1. Decision Making: The Operating Agreement should identify how to make a decision and how many votes each member receives. Votes can be allocated per member or can be allocated based on ownership percentage. The Agreement should also identify if a simple majority is needed (50.1%) or if a larger number is needed (e.g. 75%). The number required can be different based on the type or dollar amount.

2. Procedure for Resolving Conflict: Even if the decision-making is clearly defined, there still may be disputes between and among members. A good operating agreement will provide mechanisms to resolve the dispute such as mediation.

3. Transfer of Ownership: The operating agreement should address how to transfer a membership interest upon death, incapacity, or a voluntary departure. It may include buy-sell provisions, a methodology to determine the value of the interest, and more!

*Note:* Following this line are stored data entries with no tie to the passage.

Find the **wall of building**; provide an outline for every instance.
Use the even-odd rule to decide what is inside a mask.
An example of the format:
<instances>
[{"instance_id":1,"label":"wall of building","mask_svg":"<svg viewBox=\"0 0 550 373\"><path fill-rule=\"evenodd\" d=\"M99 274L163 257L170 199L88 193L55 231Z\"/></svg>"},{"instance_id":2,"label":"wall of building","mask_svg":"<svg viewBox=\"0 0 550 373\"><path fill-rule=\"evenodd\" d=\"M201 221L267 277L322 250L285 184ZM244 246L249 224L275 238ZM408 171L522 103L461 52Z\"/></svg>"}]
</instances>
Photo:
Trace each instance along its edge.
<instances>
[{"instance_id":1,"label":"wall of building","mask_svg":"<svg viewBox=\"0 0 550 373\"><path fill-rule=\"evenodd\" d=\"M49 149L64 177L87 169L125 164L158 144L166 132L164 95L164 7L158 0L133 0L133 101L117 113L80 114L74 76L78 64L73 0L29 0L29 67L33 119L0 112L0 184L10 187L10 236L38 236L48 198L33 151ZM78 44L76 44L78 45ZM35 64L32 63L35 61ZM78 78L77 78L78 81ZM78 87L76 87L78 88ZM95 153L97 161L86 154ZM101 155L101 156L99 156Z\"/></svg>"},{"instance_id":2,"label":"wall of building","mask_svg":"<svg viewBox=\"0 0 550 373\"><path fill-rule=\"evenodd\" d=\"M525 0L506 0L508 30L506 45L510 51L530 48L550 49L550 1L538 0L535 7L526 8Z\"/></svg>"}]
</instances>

4. Clear Right to Profits: One of the biggest areas to cause disputes is how to share in the profits of the company. A good operating agreement will address who, how, when, and how much distributions will be made to members.

Real-Life Examples

XYZ LLC, a real estate investment firm with four members, had a well-crafted operating agreement that addressed the transfer of ownership interests. When one member passed away, the agreement ensured that their ownership stake was transferred to the designated beneficiary, avoiding a drawn-out probate process and allowing the business to continue operations without disruption.

ABC LLC had 3 members where 1 member owns 51% and the other members collectively own 49% of the LLC. There is no operating agreement and it is not clear on how many votes each member receives (is it one each or one for each percentage owned). The three disagree and the member with 51% takes an action the other two do not agree on. The 49% owners now institute a lawsuit regarding the disagreement. An operating agreement could have addressed how many votes they each received (it also could have provided an alternative dispute resolution process in to save the parties money).  


Operating agreements are essential for the successful operation and long-term viability of LLCs. Clear rules in operating agreements can resolve disputes. They also provide for succession planning and ensure the business runs smoothly.